Serving your country was a privilege ; living in this country was a bigger privilege. Draft dodgers were people who closed their front doors when the evening breeze started.

We thought fast food was what people ate during Lent.
Having a meaningful relationship meant getting along with your cousins. Time-sharing meant time the family spent together in the evenings and weekends - - - not purchasing condominiums.

We never heard of FM radios, tape decks, CDs, electric typewriters, yogurt, or guys wearing earrings. We listened to the Big Bands, Jack Benny, and the President's speeches on our radios. And I don't ever remember any kid blowing his brains out listening to Tommy Dorsey.

If you saw anything with 'Made in Japan' on it, it was junk. The term 'making out' referred to how you did on your school exam.

Pizza Hut, McDonald's, and instant coffee were unheard of. We had 5 & 10-cent stores where you could actually buy things for five and ten cents. Ice-cream cones, phone calls, rides on a streetcar, and a Pepsi were all a nickel. And if you didn't want to splurge, you could spend your nickel on enough stamps to mail 1 letter and two postcards.

You could buy a new Chevy Coupe for $600 but who could afford one? Too bad, because gas was 11 cents a gallon.
In my day, "grass" was mowed, "coke" was a cold drink, "pot" was something your mother cooked in, and "rock music" was your grandmother's lullaby. "

"Aids" were helpers in the Principal's office, "chip" meant a piece of wood, "hardware" was found in a hardware store, and "software" wasn't even a word.

And we were the last generation to actually believe that a lady needed a husband to have a baby. No wonder people call us "old and confused" and say there is a generation gap...

And how old do you think this grandmother is?

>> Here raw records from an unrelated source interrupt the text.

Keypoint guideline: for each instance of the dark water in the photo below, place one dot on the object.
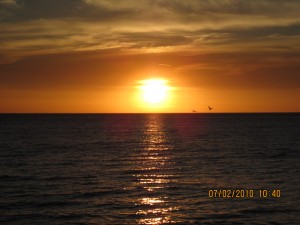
(149, 168)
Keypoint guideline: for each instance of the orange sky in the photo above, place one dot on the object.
(88, 56)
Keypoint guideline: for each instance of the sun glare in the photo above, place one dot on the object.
(154, 91)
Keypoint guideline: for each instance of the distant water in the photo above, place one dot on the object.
(149, 168)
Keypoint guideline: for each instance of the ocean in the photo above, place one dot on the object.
(150, 168)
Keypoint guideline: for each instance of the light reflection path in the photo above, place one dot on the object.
(154, 175)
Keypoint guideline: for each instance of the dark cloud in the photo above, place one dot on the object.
(25, 10)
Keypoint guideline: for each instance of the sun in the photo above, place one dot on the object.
(154, 91)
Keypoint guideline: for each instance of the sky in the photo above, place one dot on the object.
(90, 56)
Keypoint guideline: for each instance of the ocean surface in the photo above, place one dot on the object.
(149, 169)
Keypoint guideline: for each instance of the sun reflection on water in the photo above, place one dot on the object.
(153, 174)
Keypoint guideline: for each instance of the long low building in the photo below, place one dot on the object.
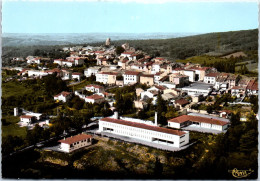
(198, 121)
(75, 142)
(141, 131)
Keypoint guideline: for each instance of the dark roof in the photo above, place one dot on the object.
(184, 118)
(182, 101)
(143, 126)
(75, 139)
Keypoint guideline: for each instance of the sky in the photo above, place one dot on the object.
(127, 17)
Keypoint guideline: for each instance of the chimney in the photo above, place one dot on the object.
(116, 115)
(155, 119)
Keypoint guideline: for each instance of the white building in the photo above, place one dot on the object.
(95, 99)
(198, 88)
(36, 73)
(131, 77)
(127, 54)
(63, 96)
(31, 60)
(91, 71)
(95, 88)
(67, 63)
(191, 74)
(199, 122)
(77, 75)
(75, 142)
(211, 78)
(26, 119)
(142, 131)
(156, 68)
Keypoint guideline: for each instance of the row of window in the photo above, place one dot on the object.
(139, 130)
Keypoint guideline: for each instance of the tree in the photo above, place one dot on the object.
(235, 119)
(209, 109)
(161, 109)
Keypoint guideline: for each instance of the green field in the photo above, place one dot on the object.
(201, 59)
(11, 128)
(15, 88)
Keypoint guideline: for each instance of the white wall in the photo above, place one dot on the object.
(174, 125)
(142, 134)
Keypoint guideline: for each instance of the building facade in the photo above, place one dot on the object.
(75, 142)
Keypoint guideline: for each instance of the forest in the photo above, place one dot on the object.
(175, 48)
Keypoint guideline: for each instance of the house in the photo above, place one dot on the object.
(238, 91)
(75, 142)
(63, 96)
(232, 80)
(95, 88)
(252, 88)
(179, 80)
(107, 77)
(27, 119)
(221, 82)
(31, 60)
(173, 91)
(168, 96)
(157, 77)
(127, 54)
(181, 103)
(131, 77)
(77, 75)
(23, 72)
(95, 99)
(138, 91)
(199, 121)
(225, 114)
(91, 71)
(211, 78)
(139, 130)
(36, 73)
(139, 104)
(156, 67)
(197, 88)
(147, 79)
(200, 72)
(187, 72)
(66, 74)
(66, 63)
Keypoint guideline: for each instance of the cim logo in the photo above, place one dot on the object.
(240, 173)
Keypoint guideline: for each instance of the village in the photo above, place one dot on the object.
(190, 90)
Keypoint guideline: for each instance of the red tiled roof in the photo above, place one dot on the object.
(76, 73)
(128, 53)
(252, 85)
(227, 111)
(63, 93)
(184, 118)
(143, 126)
(147, 75)
(182, 101)
(95, 97)
(26, 116)
(132, 73)
(237, 87)
(109, 73)
(215, 74)
(159, 58)
(176, 69)
(75, 139)
(95, 86)
(160, 87)
(99, 52)
(158, 73)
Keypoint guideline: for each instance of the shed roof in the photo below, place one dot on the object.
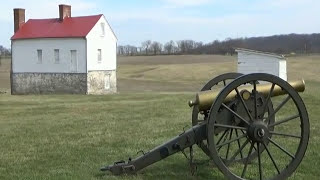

This Woman would be only 58 years old.

I am 19 years old, and i recognise i have seen quite a fast paced change in the world around me in the short time i have spent on this earth. for a 78 year old currently to have experienced these changes, i dont think anybody could even imagine our future, no matter how hard they try. we cant live without mcDonalds and computers, nor can we seem to find a school without pot-smoking students or a loaf of bread that costs 15 cents anymore. our future here isnt going to be limited by any means, and i think we all can envision it to be something beyond what we could even dream of when we were ten years old. i guess what i wanna say is, that if you take the time to stand back, and actually see what we have achieved as a race of humans, its not some small feat. we all complain about our own little problems, the computer is broken or the tv wont work. and there are bigger problems, over which countries fight for the rights to this and that, holding up progression in the long term of the world's futurisation. one should now consider, is it that we are fighting for the right causes, about who should be the first to discover this or that, or who has the rights to produce something, or should we in fact be striving for one greater good where humankind is not a race that fights amongst itself, but one that works towards its own betterment. i know thats a pipe dream, but maybe one day, hopefully even in my future, we can see mankind come together to work towards making our society, health and technology much, much better.